A resume depiction
From an individual’s education, summer internships and publications to his/her technical skills, it is extremely important that a resume prepared (self-prepared or otherwise) for that individual includes anything that would help him/her get the job in which s/he is interested.
Let’s remember that when you prepare a resume you are actually compiling the experiences, acquired skills and relationships formed during your professional life, but somehow many professionals make the mistake of focusing only on experience and education; and as a result, they disregard any additional information that would enhance their ability to stand out from other candidates.
Any professional certifications and licenses that impact your career and the ability to do a job satisfactorily, or even exemplary, should be listed on your resume. This concept is especially relevant for those professionals who cannot actually perform their jobs without having a license to do so; jobs for teachers, real estate agents, medical professionals, and other such licensees.
The professional credentials section
So if you are in a profession that requires a special kind of certification and/or license, your resume should contain a section specific to this type of information. The heading of such a resume section should be “Professional Certifications” or “Professional Licenses” and you should list, in reverse chronological order, any certifications and licenses you have acquired throughout your professional experience.
That having been said, it is a lot harder to consider this information and include it on your resume if your professional field does not require any certifications or licenses. For example, having a certificate from a seminar on managing multiple projects may not be required in order for you to do your job effectively.
However, such a certificate can be very helpful in virtually any field and, if included on your resume, it can help you stand out from the crowd of other professional candidates and catch the employer’s attention; and while it is important to consider any courses or training seminars you attended in your professional career, you need not forget to include the courses you may have taken as part of the training at a current or previous job.
Highlighting your strengths
One example is if you have completed a course on using Microsoft Access Database as part of the training on your current job, and you know that you will be required to work with this program in a new position you are seeking. Simply treat the list of licenses and certifications as you do your professional experience; and make a list, in reverse chronological order, while paying special attention to which of those listed items are most relevant to your professional goals and objective.

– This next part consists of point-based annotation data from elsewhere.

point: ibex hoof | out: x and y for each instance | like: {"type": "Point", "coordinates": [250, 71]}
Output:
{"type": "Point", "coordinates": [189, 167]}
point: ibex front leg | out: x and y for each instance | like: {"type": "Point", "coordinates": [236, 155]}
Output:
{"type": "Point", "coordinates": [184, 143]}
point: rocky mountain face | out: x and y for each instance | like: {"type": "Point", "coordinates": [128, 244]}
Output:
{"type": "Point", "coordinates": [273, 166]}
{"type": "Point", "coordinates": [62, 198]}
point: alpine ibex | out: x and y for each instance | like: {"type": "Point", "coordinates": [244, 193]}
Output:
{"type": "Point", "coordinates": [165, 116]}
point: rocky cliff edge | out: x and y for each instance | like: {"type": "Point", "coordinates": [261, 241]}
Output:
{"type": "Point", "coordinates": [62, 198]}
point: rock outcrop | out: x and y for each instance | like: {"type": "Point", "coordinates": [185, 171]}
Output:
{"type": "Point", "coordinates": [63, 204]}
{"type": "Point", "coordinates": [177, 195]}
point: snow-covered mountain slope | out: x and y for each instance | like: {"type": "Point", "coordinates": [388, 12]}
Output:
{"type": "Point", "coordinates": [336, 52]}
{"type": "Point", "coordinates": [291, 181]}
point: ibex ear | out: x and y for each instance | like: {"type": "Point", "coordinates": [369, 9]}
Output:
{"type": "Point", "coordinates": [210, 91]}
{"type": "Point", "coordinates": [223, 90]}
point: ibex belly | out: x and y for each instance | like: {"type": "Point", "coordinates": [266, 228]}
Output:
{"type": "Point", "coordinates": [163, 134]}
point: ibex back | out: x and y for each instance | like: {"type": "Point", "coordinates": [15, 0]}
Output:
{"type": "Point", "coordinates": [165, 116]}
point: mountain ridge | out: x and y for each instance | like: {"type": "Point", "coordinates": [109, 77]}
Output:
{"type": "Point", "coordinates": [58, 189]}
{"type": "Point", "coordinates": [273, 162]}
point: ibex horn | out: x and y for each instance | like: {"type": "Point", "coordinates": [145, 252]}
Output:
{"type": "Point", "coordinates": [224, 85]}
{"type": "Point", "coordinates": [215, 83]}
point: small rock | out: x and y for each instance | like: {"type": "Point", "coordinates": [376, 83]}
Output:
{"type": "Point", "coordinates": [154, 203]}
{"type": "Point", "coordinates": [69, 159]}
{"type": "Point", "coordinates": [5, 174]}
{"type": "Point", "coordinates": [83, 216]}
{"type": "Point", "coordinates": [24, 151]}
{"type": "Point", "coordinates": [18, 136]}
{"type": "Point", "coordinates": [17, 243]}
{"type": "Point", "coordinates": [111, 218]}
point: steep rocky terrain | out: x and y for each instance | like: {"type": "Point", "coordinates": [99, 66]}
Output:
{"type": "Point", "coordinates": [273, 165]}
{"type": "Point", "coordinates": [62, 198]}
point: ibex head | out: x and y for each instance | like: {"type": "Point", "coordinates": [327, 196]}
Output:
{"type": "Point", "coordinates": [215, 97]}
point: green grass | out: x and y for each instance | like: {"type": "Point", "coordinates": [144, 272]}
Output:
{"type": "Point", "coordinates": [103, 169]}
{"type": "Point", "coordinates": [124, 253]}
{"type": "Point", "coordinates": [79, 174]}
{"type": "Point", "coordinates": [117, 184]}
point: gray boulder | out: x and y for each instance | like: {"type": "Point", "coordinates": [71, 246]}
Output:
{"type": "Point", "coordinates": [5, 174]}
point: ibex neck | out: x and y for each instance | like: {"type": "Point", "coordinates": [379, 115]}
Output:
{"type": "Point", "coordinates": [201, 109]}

Your resume should have no more than five most recent certifications and licenses with the date you obtained the certificate or license listed appropriately. If you took a course over time, for example, indicate the completion date in form of month and year only; and the exact title of the certificate or license should also be listed, along with the issuing organization.
No additional information is necessary for this area of your resume, but make sure to highlight any certification and licenses in the cover letter if they promote your qualifications for the job you are seeking; and if the listing of licenses or certifications is lengthy you can include the related information on a separate sheet of paper.
Important use of your cover letter
However, make sure to always list a few of the most recent items; and if the listing exceeds five items let the potential employer know that additional information is available upon request. Your resume or cover letter can refer to this information, as well as highlight those elements – and only those elements – that promote you as the candidate best suited for that job.